Opening proceedings was the orchestral rarity Escales from French composer Jacques Ibert. Written in 1924, this three movement suite takes much influence from Debussy. The first of three musical postcards, entitled “Rome-Palermo”, takes us on a trip between the two Italian cities. Hindoyan did not make the atmosphere sufficiently convincing, the string textures lacked colour and the flute solo lacked subtlety of phrasing, but as the movement progressed, the colours became pleasingly richer. The second movement, “Tunis-Nefta”, takes to African climes: the snake-charming oboe solo was articulate, mirrored by orchestral textures which were neither sufficiently polished nor earthy. The third and final movement, “Valencia”, returns to Europe and the country where we would spend the rest of the evening. It was aptly paced, but lacked sparkle and energetic chemistry between conductor and orchestra.
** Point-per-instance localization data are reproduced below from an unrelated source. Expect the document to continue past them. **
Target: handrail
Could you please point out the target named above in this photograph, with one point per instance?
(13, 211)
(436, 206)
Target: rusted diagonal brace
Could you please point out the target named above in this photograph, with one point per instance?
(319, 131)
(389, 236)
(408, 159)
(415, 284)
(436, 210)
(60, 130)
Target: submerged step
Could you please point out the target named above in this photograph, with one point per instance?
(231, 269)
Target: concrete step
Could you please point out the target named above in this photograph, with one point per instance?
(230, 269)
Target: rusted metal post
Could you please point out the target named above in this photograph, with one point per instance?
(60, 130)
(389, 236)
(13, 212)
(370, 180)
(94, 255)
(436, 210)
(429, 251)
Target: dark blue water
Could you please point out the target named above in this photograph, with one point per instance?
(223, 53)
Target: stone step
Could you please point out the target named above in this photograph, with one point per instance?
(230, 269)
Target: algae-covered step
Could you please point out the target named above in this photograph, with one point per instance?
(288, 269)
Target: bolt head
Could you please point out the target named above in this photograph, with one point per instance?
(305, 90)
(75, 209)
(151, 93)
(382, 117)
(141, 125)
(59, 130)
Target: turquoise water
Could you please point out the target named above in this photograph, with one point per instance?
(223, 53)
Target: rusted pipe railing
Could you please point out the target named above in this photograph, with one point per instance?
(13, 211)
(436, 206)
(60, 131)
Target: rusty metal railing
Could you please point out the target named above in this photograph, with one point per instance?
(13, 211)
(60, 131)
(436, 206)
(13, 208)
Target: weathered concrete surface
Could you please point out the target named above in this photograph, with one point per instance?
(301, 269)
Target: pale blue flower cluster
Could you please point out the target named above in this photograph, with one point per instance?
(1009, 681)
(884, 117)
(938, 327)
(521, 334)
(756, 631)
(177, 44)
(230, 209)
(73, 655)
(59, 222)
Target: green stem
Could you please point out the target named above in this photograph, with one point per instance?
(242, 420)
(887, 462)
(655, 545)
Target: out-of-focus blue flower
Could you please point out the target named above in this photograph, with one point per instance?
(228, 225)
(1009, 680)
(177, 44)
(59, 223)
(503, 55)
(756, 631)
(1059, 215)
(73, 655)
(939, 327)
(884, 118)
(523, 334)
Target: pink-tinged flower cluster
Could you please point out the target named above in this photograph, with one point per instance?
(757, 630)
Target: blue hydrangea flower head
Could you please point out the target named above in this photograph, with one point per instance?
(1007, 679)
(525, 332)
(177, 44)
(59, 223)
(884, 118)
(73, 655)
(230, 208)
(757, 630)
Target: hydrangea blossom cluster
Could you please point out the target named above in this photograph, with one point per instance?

Manuel de Falla’s evocative nocturnes for piano and orchestra followed. Nights in The Gardens of Spain seems to be a party piece for Perianes, whose playing of this work was effortless. Flowing from his fingers, the range of pianistic colour was wide and the variety of timbres he commanded was remarkable. The brittle, rhythmic and articulate phrases were just within the bounds of being too harsh, showcasing Perianes’ skill at not pushing the piano too far. These moments were highly evocative throughout, bringing contrast, spirit and much feeling. After three returns to the platform, Perianes didn’t disappoint in his virtuosic and charismatic encore, the Ritual Fire Dance from Falla’s El Amor Brujo

After the interval, the four Iberian-focused pieces felt as if they had been chosen from Ravel’s greatest hits — Rapsodie espagnole, Pavane pour une infante défunte, Alborada del gracioso and Boléro, which attempted to recreate some form of artificially created Spanish symphony, with the serious opening, slow dance movement, quasi-scherzo and rousing crowd pleasing finale. The most successfully executed was  the vivacious Alborada, the Pavane was almost too British and reserved. In Boléro, Hindoyan conducted few notes until the entrance of the second snare. Being so hands off brought a spontaneity, but the start was too loud, making it difficult to pace the gradual increase in dynamics, which had no more space to grow by the time we reached the fifteenth repetition. The players were generally freer and more expressive, with the most memorable solo coming from the tenor saxophone.

In the denser passages of the Ibert and Ravel, Hindoyan brought a richness of sound and colour; in the thinner textures, the same finesse was consistently lacking. Whilst the playing from the RLPO was of the highest order, the balance and the shaping of the phrasing to make a polished and utterly convincing performance was not present. Whilst there were many commendable moments and highly accomplished playing, the musical bonds were not sufficiently strong enough to bring the intensity of rhythm, passion and spirit of Spanish music alive with vibrancy. Coming out in the misty evening, the performances and weather were disappointingly equally matched.